Last year, 90,000 people turned up at St Helier’s A and E, 26% of whom were admitted to a bed. The idea that we can condescend to 90,000 people and tell them that they turned up in the wrong place is untenable. They are making an entirely rational decision to go to A and E because there is nowhere else to go. The GP out-of-hours service is woeful, its standards are poor and as long as there are no alternatives, people will continue to go to A and E whatever the hon. Gentleman says or does.
I am grateful to the hon. Lady for that point. She said earlier that “Better Services, Better Value” talked about a figure of 60%, but she was actually misleading the House—unintentionally, I am sure—as the report specifically rejects that. It states that
“there is no firm evidence”
to support the Healthcare for London figure. It conducted a local study across south-west London that found that 48% of all activity was coded as minor and that 40% of patients were discharged with no follow-up treatment required. The conclusion was that they could be dealt with in an urgent care centre, which could be attached to the A and E. That would mean we could ensure the provision was available to deal with such cases.

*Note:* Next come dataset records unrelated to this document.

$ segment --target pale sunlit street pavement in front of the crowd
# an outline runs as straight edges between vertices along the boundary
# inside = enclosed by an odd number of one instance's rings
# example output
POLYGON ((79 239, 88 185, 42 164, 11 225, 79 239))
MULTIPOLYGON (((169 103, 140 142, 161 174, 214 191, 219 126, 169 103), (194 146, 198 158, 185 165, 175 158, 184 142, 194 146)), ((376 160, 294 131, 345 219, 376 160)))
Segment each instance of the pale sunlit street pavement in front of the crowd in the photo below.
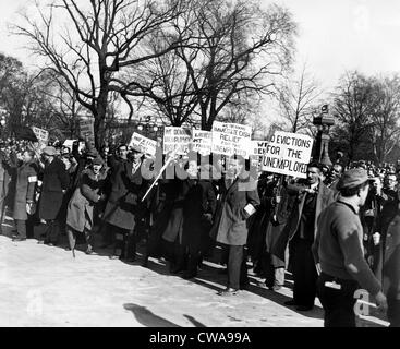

Let me comment briefly on Lewisham. I listened with great sympathy to the arguments made by the right hon. Member for Lewisham, Deptford (Dame Joan Ruddock) and the hon. Member for Lewisham West and Penge (Jim Dowd), who is no longer in the Chamber. I have constituents who work at Lewisham hospital and feel very angry, as the right hon. Lady does, about what has happened there. Let me make one point, which I tried to make to the hon. Gentleman in an intervention: we have a national health service and as a consequence when things go wrong in a neighbouring area it has a knock-on effect.